De hobbel, die thans genomen is, betreft de ontvankelijkheid van VPHuisartsen als procespartij in de aanhangig gemaakte zaak. Als er door de advocaat-generaal van de Hoge Raad geoordeeld zou zijn dat VPHuisartsen niet ontvankelijk was, omdat er “klaarblijkelijk geen belang” zou bestaan bij het cassatieberoep of omdat het cassatiemiddel “klaarblijkelijk ongegrond is” dan was er nooit een beoordeling door de Hoge Raad gekomen.

Voortraject

In de eerdere rechterlijke beoordelingen van het LSP werd VPHuisartsen bijgestaan door het advocatenkantoor Velink & de Die. Voor het procederen bij de Hoge Raad is een specifieke cassatieadvocaat nodig. Aangezien de principiële kanten aan deze zaak het algemeen belang dienen, heeft VPHuisartsen, mede op aandringen van enkele maatschappelijke organisaties als Privacy First, contact gezocht met het Nederlands Juristen Comité voor de Mensenrechten(NCJM)  dat al veertig jaar bestaat.

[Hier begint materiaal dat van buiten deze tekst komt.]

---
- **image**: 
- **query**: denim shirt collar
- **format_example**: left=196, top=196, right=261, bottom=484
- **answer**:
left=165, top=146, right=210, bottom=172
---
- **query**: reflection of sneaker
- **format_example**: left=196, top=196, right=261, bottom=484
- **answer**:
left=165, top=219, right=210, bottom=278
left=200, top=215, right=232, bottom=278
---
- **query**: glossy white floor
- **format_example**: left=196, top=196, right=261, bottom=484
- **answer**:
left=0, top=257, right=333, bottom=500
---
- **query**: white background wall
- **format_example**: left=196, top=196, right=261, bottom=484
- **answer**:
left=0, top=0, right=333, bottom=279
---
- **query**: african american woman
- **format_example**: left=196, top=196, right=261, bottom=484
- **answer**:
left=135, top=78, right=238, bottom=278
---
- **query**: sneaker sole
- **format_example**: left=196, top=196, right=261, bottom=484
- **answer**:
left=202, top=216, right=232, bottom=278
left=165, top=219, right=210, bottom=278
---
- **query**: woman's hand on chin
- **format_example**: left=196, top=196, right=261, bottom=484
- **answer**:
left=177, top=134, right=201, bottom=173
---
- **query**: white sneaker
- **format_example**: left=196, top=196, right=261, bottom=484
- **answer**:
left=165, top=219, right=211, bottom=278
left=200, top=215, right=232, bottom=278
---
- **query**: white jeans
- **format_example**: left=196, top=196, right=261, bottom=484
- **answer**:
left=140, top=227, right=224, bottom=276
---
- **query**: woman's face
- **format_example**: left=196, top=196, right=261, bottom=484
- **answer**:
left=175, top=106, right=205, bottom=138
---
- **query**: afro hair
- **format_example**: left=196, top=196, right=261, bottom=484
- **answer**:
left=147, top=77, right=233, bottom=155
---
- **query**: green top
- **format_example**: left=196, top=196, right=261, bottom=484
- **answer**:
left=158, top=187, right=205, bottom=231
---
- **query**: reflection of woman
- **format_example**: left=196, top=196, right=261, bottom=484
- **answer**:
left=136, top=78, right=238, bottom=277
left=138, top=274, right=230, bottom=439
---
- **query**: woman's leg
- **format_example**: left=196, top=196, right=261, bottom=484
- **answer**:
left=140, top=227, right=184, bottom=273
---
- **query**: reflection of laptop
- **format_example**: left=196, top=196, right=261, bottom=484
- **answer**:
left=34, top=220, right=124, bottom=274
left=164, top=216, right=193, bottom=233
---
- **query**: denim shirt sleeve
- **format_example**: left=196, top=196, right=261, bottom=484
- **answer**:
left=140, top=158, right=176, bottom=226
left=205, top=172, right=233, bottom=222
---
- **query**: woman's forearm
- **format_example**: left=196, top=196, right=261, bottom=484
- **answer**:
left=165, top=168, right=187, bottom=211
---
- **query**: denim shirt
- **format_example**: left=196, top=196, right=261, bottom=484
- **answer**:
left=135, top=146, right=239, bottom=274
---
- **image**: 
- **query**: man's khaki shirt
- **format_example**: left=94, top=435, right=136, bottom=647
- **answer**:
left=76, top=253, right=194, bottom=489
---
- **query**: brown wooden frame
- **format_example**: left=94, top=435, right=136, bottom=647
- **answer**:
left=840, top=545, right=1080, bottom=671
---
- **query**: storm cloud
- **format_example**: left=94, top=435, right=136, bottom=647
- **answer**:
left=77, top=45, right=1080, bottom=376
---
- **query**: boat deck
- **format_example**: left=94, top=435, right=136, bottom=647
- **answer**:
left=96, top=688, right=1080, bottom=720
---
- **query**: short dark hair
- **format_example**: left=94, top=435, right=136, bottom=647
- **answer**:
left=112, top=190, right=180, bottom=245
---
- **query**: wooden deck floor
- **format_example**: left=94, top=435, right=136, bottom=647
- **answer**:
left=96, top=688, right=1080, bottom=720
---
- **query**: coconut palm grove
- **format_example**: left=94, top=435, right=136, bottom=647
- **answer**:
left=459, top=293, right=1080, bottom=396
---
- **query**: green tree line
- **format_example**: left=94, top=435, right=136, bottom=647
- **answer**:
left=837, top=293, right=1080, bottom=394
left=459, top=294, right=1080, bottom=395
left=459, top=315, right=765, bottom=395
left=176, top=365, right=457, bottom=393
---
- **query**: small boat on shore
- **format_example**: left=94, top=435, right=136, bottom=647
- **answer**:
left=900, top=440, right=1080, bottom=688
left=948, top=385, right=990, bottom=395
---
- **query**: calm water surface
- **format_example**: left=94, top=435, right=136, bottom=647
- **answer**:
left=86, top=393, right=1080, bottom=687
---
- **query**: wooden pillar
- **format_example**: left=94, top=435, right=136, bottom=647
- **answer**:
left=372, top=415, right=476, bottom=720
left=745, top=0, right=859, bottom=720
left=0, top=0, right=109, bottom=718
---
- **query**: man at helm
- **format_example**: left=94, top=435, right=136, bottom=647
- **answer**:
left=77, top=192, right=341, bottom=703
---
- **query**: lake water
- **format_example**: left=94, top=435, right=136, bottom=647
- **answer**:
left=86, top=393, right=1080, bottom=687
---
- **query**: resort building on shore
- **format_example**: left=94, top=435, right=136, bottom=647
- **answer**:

Op 8 oktober 2014 startte het NCJM het Public interest Litigation Project(PILP). Daarmee gaat het NJCM de komende jaren schendingen van fundamentele rechten in Nederland in de rechtszaal aan de kaak stellen. In december 2015 startte het NCJM  het Pro Bono Connect Project Dit koppelt maatschappelijke organisaties met juridische vragen aan advocaten die hen daar gratis mee helpen. Momenteel zijn twaalf van Nederlands’ grootste kantoren aan Pro Bono Connect verbonden, zoals De Brauw, Stibbe, Loyens & Loeff, DLA Piper, Holland van Gijzen, AKD, Simmons & Simmons, Houthoff Buruma, Nauta Dutilh en CMS. Na indiening van een cassatie-voorstel bij het Public interest Litigation Project volgde goedkeuring en hielp Pro Bono Connect met de koppeling aan een cassatieadvocaat. De zaak zal verdedigd worden door mr. Thys van Aerde van het advocatenkantoor Houthoff Buruma. Het is veelzeggend dat dit traject met succes doorlopen is.

Algemeen belang

Het is een goede zaak dat de zaak rond het LSP tot aan het hoogste rechtscollege wordt uitgevochten. Vaak wordt door VZVZ gesteld dat de elektronische communicatie van zorgdata via het LSP in het belang van de Nederlandse burger is. Daarbij wordt voor het gemak vergeten dat er nooit goed gekeken is naar alternatieven die minder ingrijpend zijn ten aanzien van privacy en medisch beroepsgeheim. Met het huidige LSP-gebruik is een communicatiemodel dat door de Eerste Kamer unaniem afgewezen is via een private omweg weer nieuw leven ingeblazen. De wijze van invoering heeft alle kenmerken van een fuik waarbij met heel kleine stapjes steeds verder naar het einddoel wordt gewerkt. Dat einddoel is alle zorgcommunicatie via een centrale computer.

De rechtsgang bij de Hoge Raad geeft aan dat er ook een breed gedragen weerstand bestaat tegen het LSP-gebruik.  Een traject, dat gedragen wordt door meerdere organisaties en door juristen als principieel noodzakelijk, in het algemeen belang en kansrijk wordt beschouwd.